The beauty of the park and the perfect weather (dry, mid 70’s, sunny) made the day one of those painful times. Not physically painful, but painful in the heart and soul. I yearn to be able to hike the other trails, to explore, to see the things along the “path less traveled.” But I can’t. Sometimes I try, but the consequence is always the same – severe physical pain. Any joy I may have had while I was pushing my limits disappears into the fog of pain and pain killers. So I try to strike a balance. But I’m still left with a wistfulness and sadness that my body lets me down so often. It makes me very grateful for the small things, like the accessible trails the NPS creates.
Today we visited the National Bison Refuge in Moiese, MT. It is the first place established by the US government to protect bison (or buffalo) at a time when their millions had dwindled to hundreds due to … well, mostly greed. Bison weren’t killed off by people who needed them for survival. They lost their habitat because people wanted to own it. They lost their lives to those who wanted to sell their meat and hide for a profit. … Okay, stepping down from my soapbox and walking back to today.
The Refuge has a 19 miles gravel road that takes you throughout the hills and valleys. We often stopped and pulled over to allow other vehicles to pass us. So many people go through so fast, looking for the bison, that they fail to see the other inhabitants of the park. We saw and heard our first meadowlark. We enjoyed the wildflowers, saw mule deer, white-tailed deer and pronghorn antelope. We watched a young grizzly “skipping” across a meadow above us, looking like a child at play. We saw a deer with her very small fawn in high grass along a creek. As mom moved along eating, the fawn had to jump over the high grass to follow her. It reminded me of a child playing leap frog.

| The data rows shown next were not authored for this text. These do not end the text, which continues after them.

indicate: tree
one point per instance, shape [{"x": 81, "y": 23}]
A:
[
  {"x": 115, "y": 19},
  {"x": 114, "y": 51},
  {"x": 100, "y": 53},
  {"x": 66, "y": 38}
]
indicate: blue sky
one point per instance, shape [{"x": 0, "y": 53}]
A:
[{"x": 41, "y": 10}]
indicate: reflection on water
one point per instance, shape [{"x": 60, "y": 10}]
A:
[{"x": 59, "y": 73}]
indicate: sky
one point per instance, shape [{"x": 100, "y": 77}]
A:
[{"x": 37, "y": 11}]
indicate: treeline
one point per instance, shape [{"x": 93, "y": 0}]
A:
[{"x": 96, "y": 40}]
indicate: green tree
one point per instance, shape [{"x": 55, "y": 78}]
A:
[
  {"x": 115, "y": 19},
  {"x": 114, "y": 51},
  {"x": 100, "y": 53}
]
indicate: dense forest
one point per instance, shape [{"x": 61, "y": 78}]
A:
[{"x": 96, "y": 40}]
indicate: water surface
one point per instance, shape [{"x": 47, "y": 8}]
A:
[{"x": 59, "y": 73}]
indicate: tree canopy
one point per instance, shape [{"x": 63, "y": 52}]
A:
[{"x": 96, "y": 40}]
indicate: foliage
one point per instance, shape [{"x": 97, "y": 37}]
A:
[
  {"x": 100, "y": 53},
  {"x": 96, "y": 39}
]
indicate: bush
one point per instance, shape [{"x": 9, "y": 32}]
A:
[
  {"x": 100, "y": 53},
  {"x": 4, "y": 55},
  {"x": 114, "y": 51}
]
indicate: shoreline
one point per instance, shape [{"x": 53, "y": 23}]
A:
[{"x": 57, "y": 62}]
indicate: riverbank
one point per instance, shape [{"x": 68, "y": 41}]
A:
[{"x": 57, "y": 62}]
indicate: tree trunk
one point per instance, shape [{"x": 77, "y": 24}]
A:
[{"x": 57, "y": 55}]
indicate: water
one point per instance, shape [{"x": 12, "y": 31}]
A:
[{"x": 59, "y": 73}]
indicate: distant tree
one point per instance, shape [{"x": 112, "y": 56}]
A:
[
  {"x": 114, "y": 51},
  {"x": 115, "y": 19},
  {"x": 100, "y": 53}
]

We did eventually find the bison herd – along both sides of the road and in the middle of it. So we stopped and shut off the car engine. We just watched and listened to these primitive looking animals. We know better than to get out of the car or disturb bison. They are deceptively fast and agile, especially when protecting the calves. There were a lot of calves today, some stretched out in the sun, some getting some lunch. All close to mom.
We’ve parked among bison before – in Yellowstone NP and Custer State Park (South Dakota). It is always a kind of mystical experience for me, to watch their movements carefully and listen to their sounds. I know, it sounds corny, but for me it really is very special. When the female who had been blocking the road (looking for all the world like she was in labor) moved, we started up the car again and reluctantly moved on.
After another picnic lunch, we headed back to Kalispell. It’s now a little after 9 PM, though the sun is just setting and it looks more like early evening. Guess I’d better wrap up for now. Tomorrow is a long driving day, as we head down to West Yellowstone, MT for the next week. I am so looking forward to a week in Yellowstone. We’ve been there before, so we know the places we want to go back to. We don’t need to see everything this time. We can relax and savor the special places and the wildlife that’s so abundant. That’s what I call a vacation!!